Golimumab May Decrease Insulin Dependency in Type 1 Diabetic Patients

The most recent research conducted at the University of Buffalo and Diabetes center by Dr. Teresa Quattrin shows that a monoclonal antibody named Golimumab can be used to improve the response of the diabetic patient’s body towards endogenous insulin. The research was published in the New England Journal of Medicine (NEJM).

The antibody is known to protect the Beta cells of the Islet of Langerhans against the possible destruction being caused to them due to the autoimmune disease in Type 1 diabetes. The antibody not only increases the response to the endogenous insulin but also decreases the requirement of exogenous insulin.

Type 1 diabetes is a form of diabetes mellitus which is frequently observed in youngsters and adults from the age between 6 to 30. The onset of the DM Type 1 occurs after the culmination of lymphocytic infiltration and the destruction of the beta cells in the liver of the diabetic patient which results in low levels of natural insulin production in the body.

The damage to these beta cells in the Islet of Langerhans is caused by the effect of the autoimmune disease which destroys the body’s own cells without the correct sensitization of foreign cells. The insensitive 80-90% Beta cells lead to the failure of glucose catabolic activity. The condition needs to be treated in order to prevent ketosis, decrease the hyperglucagonemia and normalize lipid and protein metabolism.

Golimumab is a type of human monoclonal antibody – a drug which is prepared by the unique type of cloning of the human white blood cells. It is classified as the tumor necrosis factor alpha which means that it plays its role in systemic inflammation. It is one of the cytokines that is involved in the acute phase reactions during cell injury.

Golimumab has been introduced to use in multiple types of autoimmune disorders including rheumatoid arthritis, psoriasis, ankylosing spondylitis as well as Type 1 diabetes mellitus. The drug binds to the human TNFa present both in soluble and transmembrane bioactive forms. This prevents the binding of the TNFa to its receptors thereby inhibiting its biological activity.

The study provided the basis of the findings using a clinical setup where the target type 1 diabetic patients were either subjected to Golimumab or a placebo to study the effects. The trial was conducted on a multicenter, placebo-controlled, double-blind and a parallel-group trial which had a patient of age from 6 to 21 in a ratio of 2:1. The subjects were administered with the drug or the placebo and kept under observation for a period of 52 weeks. The primary endpoint was fixed to be as the area under the curve (AUC) of a 4-hour C-peptide. The second and tertiary endpoints included insulin use, patients’ responses, glycated hemoglobin levels in the blood, any hypoglycemic events and the ratio of fasting proinsulin to C-peptide over time.

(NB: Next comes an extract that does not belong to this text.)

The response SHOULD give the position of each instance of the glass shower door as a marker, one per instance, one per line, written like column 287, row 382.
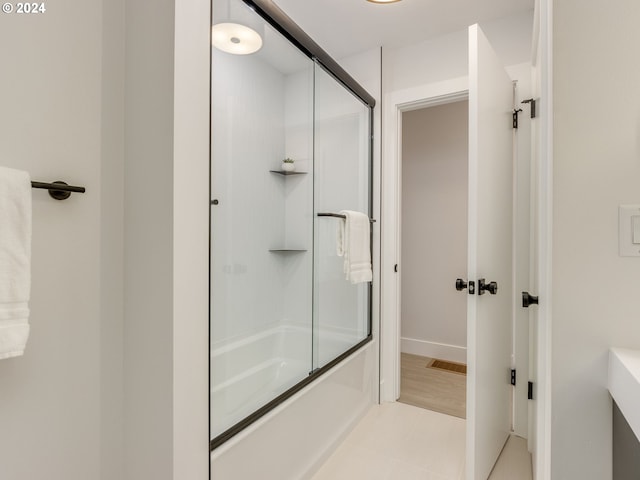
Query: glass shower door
column 261, row 222
column 342, row 143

The research included a total of 84 participants out of which 6 were given the real drug which is Golimumab and the remaining 28 were given the placebo. The mean standard deviation between the placebo and Golimumab was found to have a great difference of results in primary endpoint. There was no big difference in the levels of glycated hemoglobin. Evidently, the insulin levels in the body were greater in the Golimumab group than in the placebo group. A remission response of 43% and 7% was observed in the Golimumab and the placebo groups respectively. Adverse events like the hypoglycemic effects were only seen in 13 participants. 30 participants showed the titers of Golimumab antibodies in their blood in quantities lower than 1:1000.

Children and young adults who are newly diagnosed with the Type 1 Diabetes Mellitus and considered to show a good deal of response on the introduction of Golimumab in their bodies. This shows a significant improvement not only in the production and the sensitivity of insulin which regulates the blood glucose levels and the other metabolic functions of the patient’s body, but also results in decreased exogenous insulin requirements.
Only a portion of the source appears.